Comme le souligne Laurent Greilsamer dans sa préface, la force du Monde en matière de chronique judiciaire, c’est qu’il parait en milieu de journée. Dès lors, quand les autres chroniqueurs doivent quitter la salle avant la fin de l’audience pour boucler leur article du lendemain matin, ceux du Monde restent jusqu’au bout et assistent parfois, comme ce fut le cas dans l’affaire Outreau, à des retournements majeurs qui échappent à leurs confrères. L’autre grande force, sur laquelle les auteurs glissent pudiquement mais qu’il faut bien révéler ici, c’est la qualité des regards et des plumes. Quand Henri Magnan décrit l’entrée de Petiot dans la salle et qu’il évoque son« faciès de batracien où tout semble flétri, fané, éteint », on croit soudain le voir se dresser devant nous, cet homme qui a « la mort dans les yeux« , on croit entendre son « flot gluant de parole ». Et le lecteur solitaire soudain s’installe dans la salle bruissante de monde, écoute craquer le parquet sous les pas des avocats, respire l’air lourd du prétoire où se rejoue en un acte la tragédie de la condition humaine.  Et lorsque, un demi-siècle plus tard, Pascale Robert-Diard nous dépeint le choc Villepin-Rondot dans le dossier Clearstream, on reste le souffle suspendu : « Soudain il n’y a plus que ces deux-là. Le général et l’ancien premier ministre. Le militaire et l’homme politique. Le témoin et le prévenu. La rigueur, la sécheresse, la prudente économie de l’un. La passion, l’incandescence, la puissance dialectique de l’autre. Philippe Rondot et Dominique de Villepin font face au tribunal. Deux mètres à peine les séparent, la même tension les unit. S’il fallait ne retenir qu’un seul moment des trois semaines déjà écoulées du procès Cleartream, ce serait cette confrontation de deux hommes, le premier jouant son honneur, le second son destin ».
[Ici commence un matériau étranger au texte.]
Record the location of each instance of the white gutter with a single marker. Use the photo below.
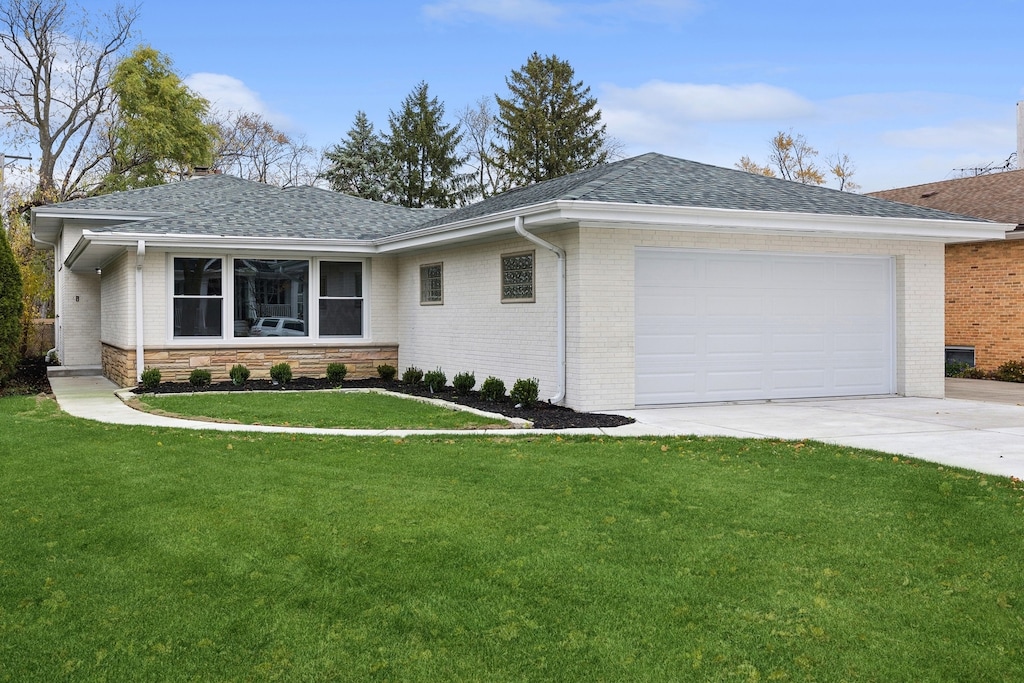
(560, 295)
(139, 322)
« Grandeurs et misères des procès »

Le chroniqueur judiciaire ne sort aucun scoop, il ne découvre rien qui ne soit public,   il est juste là où les appareils d’enregistrement n’ont pas droit de cité, où ses lecteurs trop nombreux et surtout occupés ailleurs n’ont pas la possibilité de se rendre, armé de son seul stylo, installé sur une banquette de bois inconfortable, immergé dans un drame qui n’est pas le sien mais qu’il fera nôtre à travers son récit. Il est nos yeux et nos oreilles, et il observe pour en rendre compte cette chose étonnante qu’est un procès.  « Le sang, s’il reste dans les mémoires, a séché. Le fait divers a été lavé, nettoyé de ses scories. L’histoire terrible ou surprenante, sacndaleuse ou fascinante, est devenue présentable: le crime a été passé au tamis policier, judiciaire, médiatique. (…) Grandeurs et misères des procès. Le crime est mis à distance et ressuscité. L’audience strictement codifiée, permet tout à la fois de le revivre et de l’exorciser. C’est une affaire de passion dans laquelle la politique et l’histoire ne sont jamais loin » écrit joliment Laurent Greilsamer.
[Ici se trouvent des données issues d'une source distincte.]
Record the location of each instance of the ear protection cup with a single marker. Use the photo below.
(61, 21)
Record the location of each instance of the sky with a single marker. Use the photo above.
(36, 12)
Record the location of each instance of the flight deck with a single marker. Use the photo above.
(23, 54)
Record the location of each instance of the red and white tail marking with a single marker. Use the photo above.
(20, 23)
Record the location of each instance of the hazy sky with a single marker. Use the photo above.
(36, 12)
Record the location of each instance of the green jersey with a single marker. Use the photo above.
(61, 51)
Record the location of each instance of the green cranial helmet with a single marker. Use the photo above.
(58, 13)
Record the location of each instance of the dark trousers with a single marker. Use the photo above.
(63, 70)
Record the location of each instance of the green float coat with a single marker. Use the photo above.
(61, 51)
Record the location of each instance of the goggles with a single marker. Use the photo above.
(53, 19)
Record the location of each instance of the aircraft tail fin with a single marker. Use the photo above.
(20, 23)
Les passionnés d’histoire plongeront avec intérêt dans ces documents qui ressuscitent à travers des procès que nous connaissons et d’autres que nous avons oubliés, notre passé proche mais révèlent aussi l’évolution de la société, des moeurs et de la justice elle-même. Les gens de justice apprécieront d’ouvrir le grand livre de leur mémoire collective. Mes confrères salueront sans doute la performance journalistique et peut-être ce livre, dans la tourmente que nous traversons, leur rappellera-t-il la valeur de notre métier et leur donnera-t-il envie de porter encore très loin et très longtemps le flambeau du journalisme. Pour ma part, au-delà de toutes ces vertus, j’ai trouvé que c’était un extraordinaire concentré d’humanité. Au fil des pages, c’est nous que nous découvrons, nos passions, nos rêves nos errements et nos douleurs.

Note : voyez ce billet d’Eolas sur l’une des affaires racontées dans le livre. Par ailleurs, je signale que Le monde a sorti également les 100 grands reportages parus dans ses colonnes entre 1944 et 2009. Références : Le Monde – Les grands procès – Editions Les Arènes. 566 pages, 24,80 euros et Le Monde – Les grands reportages. Editions Les Arènes- 568 pages, 24,80 euros.

Mise à jour du 12 janvier : voyez également l’article de Pascale Robert-Diard, signalé par Karam que je remercie au passage. Elle y décrit le rôle du chroniqueur juidciaire.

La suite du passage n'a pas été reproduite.